Bits 15–12: ASH  — A channel barrel shift (0–15 pixels right)
Bit  11:    USEA — enable channel A DMA
Bit  10:    USEB — enable channel B DMA
Bit   9:    USEC — enable channel C DMA
Bit   8:    USED — enable channel D DMA (almost always 1)
Bits  7–0:  LF   — minterm (logic function truth table)

BLTCON1 Encoding

Bits 15–12: BSH  — B channel barrel shift (0–15 pixels right)
Bit   4:    IFE  — inclusive fill enable
Bit   3:    EFE  — exclusive fill enable
Bit   2:    FCI  — fill carry input (initial state)
Bit   1:    DESC — descending mode (blit bottom-right → top-left)
Bit   0:    LINE — line draw mode

BLTSIZE Encoding (OCS/ECS)

Bits 15–6: Height in lines (1–1024, 0 = 1024)
Bits  5–0: Width in words  (1–64,   0 = 64)

Warning

Writing BLTSIZE starts the blit! Always configure all other registers (pointers, modulos, control, masks) before writing BLTSIZE. On AGA, write BLTSIZV first, then BLTSIZH (which triggers the blit).

Ascending vs.
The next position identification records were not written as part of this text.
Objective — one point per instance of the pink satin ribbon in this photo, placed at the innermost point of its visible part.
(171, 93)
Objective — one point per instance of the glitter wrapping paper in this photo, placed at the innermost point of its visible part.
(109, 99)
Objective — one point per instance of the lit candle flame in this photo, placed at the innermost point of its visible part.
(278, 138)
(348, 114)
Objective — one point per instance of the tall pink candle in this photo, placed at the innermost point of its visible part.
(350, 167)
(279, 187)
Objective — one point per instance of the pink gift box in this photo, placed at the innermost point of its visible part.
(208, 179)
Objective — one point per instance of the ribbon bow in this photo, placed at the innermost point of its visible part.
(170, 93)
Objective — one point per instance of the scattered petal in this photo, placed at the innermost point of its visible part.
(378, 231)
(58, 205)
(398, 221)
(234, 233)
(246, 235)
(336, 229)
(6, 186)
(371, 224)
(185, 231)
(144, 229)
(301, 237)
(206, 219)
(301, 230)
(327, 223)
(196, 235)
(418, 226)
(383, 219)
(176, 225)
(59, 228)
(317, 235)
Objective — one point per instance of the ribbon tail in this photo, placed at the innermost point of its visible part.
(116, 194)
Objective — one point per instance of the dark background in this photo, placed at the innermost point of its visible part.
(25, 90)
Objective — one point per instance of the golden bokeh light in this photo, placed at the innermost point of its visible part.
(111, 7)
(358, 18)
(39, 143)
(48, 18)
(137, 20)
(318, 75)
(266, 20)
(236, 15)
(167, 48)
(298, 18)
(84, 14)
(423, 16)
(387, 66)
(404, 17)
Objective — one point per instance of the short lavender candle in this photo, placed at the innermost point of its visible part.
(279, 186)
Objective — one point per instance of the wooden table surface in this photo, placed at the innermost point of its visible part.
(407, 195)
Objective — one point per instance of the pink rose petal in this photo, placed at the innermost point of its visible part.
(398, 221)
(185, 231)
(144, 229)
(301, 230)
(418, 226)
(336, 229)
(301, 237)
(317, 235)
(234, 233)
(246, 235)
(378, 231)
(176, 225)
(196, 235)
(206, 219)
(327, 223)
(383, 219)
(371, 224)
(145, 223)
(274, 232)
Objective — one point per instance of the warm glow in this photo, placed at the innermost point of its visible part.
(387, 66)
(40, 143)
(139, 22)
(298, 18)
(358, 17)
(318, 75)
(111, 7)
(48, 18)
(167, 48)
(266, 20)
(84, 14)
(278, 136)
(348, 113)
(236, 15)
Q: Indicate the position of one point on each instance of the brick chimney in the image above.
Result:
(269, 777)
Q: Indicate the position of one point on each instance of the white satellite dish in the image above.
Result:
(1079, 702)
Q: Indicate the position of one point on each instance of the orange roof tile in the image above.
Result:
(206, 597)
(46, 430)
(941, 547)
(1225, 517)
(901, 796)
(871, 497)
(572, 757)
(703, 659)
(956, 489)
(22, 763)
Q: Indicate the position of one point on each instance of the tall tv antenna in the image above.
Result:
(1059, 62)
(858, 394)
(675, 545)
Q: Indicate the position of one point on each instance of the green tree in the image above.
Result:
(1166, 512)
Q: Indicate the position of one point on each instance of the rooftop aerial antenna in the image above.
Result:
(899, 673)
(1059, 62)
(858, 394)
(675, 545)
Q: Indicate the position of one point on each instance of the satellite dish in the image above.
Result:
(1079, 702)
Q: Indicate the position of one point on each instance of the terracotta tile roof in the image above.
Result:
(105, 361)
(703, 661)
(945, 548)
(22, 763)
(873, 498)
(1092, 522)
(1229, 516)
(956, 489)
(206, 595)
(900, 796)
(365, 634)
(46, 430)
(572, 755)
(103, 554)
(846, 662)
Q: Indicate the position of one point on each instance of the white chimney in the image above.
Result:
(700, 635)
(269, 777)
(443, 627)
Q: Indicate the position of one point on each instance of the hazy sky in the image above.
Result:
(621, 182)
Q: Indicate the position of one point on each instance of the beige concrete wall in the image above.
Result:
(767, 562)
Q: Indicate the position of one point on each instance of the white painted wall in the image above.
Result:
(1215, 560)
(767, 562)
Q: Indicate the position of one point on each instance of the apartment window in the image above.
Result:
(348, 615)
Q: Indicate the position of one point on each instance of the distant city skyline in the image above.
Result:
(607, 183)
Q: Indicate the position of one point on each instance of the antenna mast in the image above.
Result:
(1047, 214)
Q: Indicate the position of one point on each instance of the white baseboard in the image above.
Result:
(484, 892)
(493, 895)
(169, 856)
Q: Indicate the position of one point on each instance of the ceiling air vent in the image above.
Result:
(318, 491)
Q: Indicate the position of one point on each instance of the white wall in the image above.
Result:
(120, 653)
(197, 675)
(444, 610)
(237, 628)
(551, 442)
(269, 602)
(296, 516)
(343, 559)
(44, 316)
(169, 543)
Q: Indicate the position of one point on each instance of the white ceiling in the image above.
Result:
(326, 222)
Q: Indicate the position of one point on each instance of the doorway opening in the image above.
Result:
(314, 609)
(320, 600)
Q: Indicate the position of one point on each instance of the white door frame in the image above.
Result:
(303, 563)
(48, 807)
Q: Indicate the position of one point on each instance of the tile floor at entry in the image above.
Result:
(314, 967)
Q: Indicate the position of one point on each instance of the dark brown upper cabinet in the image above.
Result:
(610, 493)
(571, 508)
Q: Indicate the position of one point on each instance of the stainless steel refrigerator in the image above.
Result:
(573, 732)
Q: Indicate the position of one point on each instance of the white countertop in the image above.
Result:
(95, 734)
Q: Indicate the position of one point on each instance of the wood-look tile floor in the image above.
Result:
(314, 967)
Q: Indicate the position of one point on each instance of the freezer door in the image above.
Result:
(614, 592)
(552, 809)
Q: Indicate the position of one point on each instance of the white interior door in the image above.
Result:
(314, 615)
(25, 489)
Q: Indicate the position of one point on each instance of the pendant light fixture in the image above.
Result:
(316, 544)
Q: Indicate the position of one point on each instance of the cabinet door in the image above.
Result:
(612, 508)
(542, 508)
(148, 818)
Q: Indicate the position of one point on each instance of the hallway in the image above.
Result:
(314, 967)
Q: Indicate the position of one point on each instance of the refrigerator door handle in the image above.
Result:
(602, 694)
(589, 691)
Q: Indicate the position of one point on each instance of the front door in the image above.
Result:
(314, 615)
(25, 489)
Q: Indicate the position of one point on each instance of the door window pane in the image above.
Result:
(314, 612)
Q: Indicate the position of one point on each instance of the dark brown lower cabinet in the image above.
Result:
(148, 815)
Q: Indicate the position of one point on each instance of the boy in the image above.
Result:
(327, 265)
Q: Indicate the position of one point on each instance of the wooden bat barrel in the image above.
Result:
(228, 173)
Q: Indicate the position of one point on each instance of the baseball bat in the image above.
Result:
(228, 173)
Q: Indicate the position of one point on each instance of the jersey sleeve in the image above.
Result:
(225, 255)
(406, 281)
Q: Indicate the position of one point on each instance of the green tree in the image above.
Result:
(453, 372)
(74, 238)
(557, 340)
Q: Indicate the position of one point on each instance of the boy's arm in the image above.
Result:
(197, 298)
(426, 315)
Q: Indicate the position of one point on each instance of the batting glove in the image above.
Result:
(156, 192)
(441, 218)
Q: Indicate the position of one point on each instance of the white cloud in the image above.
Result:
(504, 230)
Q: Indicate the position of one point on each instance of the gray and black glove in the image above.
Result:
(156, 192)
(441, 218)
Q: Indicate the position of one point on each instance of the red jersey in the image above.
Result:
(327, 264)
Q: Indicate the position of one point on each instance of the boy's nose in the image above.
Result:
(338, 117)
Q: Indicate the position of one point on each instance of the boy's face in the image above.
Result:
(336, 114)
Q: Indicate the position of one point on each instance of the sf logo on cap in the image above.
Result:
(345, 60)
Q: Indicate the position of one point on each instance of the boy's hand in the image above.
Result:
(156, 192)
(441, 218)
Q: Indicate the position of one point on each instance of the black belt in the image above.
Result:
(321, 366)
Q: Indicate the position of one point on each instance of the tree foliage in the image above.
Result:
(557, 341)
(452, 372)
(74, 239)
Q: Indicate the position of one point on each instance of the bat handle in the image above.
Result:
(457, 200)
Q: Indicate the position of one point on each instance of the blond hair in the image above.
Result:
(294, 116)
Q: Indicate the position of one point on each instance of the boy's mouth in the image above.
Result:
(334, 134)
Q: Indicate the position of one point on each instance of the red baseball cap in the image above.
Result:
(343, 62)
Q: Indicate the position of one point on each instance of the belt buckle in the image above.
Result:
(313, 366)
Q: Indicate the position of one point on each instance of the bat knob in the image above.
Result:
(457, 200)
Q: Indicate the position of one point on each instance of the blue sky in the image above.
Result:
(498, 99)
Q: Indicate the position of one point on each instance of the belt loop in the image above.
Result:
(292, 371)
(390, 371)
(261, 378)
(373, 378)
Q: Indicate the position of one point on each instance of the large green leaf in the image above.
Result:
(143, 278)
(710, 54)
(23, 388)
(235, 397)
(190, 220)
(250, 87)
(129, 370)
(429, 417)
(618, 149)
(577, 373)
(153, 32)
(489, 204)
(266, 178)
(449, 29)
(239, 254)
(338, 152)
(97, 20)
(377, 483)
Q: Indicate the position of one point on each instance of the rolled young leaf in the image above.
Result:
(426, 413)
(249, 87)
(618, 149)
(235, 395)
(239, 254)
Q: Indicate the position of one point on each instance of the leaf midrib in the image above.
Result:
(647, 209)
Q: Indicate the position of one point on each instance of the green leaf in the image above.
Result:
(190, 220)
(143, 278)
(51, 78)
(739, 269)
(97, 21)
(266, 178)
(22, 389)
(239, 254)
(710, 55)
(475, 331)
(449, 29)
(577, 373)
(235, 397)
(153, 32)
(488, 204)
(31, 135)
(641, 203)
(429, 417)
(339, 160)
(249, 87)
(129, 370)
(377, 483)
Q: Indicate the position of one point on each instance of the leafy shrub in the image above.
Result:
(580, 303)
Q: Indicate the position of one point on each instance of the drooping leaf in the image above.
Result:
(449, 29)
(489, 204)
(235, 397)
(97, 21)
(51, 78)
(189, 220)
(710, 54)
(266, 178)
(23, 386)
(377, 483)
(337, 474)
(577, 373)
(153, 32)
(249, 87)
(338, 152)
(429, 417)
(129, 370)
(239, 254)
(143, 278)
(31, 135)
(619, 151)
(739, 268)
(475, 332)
Descending Mode

When source and destination overlap in memory, the blit direction determines whether data is corrupted:

Ascending (default, DESC=0):
  Reads/writes top-left → bottom-right
  Use when: dest address > source address

Descending (DESC=1):
  Reads/writes bottom-right → top-left
  Use when: dest address < source address
  Pointers must be set to the LAST word of the block
  Modulos are subtracted instead of added

This is critical for scrolling — shifting the screen contents by a few pixels requires an overlapping copy, and using the wrong direction produces garbage.

Shift and Alignment

The Blitter is a word-aligned (16-bit) processor. Moving objects to arbitrary pixel positions requires the barrel shifter:

ASH (channel A shift) and BSH (channel B shift) shift data 0–15 pixels to the right
A rectangle N pixels wide at a non-aligned X position spans ⌈(N + shift) / 16⌉ words — one more than aligned
BLTAFWM (first word mask) and BLTALWM (last word mask) prevent the shifted data from corrupting pixels outside the target area

Complete Examples

Example 1: Clear Screen (320×256, 1 bitplane)

    lea     $DFF000,a5

    ; Wait for blitter idle:
.bwait:
    btst    #14,$002(a5)    ; DMACONR bit 14 = BBUSY
    bne.s   .bwait

    ; D channel only, minterm $00 (clear):
    move.l  #$01000000,$040(a5)  ; BLTCON0: USED=1, minterm=$00
    clr.w   $042(a5)             ; BLTCON1: 0
    move.l  #ScreenMem,$054(a5)  ; BLTDPT
    clr.w   $066(a5)             ; BLTDMOD: 0 (contiguous)
    move.w  #(256<<6)|20,$058(a5) ; BLTSIZE: 256 lines × 20 words (320/16)
    ; Blit is now running!

Example 2: Block Copy (No Shift)

    ; Copy 64×64 pixel block from source to dest (1 bitplane)
    ; Source and dest are in contiguous bitmap, 320 pixels wide

    ; Width = 64 pixels = 4 words
    ; Modulo = (320 - 64) / 16 = 16 words = 32 bytes

    lea     $DFF000,a5

.bwait:
    btst    #14,$002(a5)
    bne.s   .bwait

    move.l  #$09F00000,$040(a5)  ; BLTCON0: USEA+USED, minterm=$F0 (A→D)
    clr.w   $042(a5)             ; BLTCON1
    move.w  #$FFFF,$044(a5)      ; BLTAFWM = all bits
    move.w  #$FFFF,$046(a5)      ; BLTALWM = all bits
    move.l  #SourceAddr,$050(a5) ; BLTAPT
    move.l  #DestAddr,$054(a5)   ; BLTDPT
    move.w  #32,$064(a5)         ; BLTAMOD = 32 bytes
    move.w  #32,$066(a5)         ; BLTDMOD = 32 bytes
    move.w  #(64<<6)|4,$058(a5)  ; BLTSIZE: 64 lines × 4 words → GO!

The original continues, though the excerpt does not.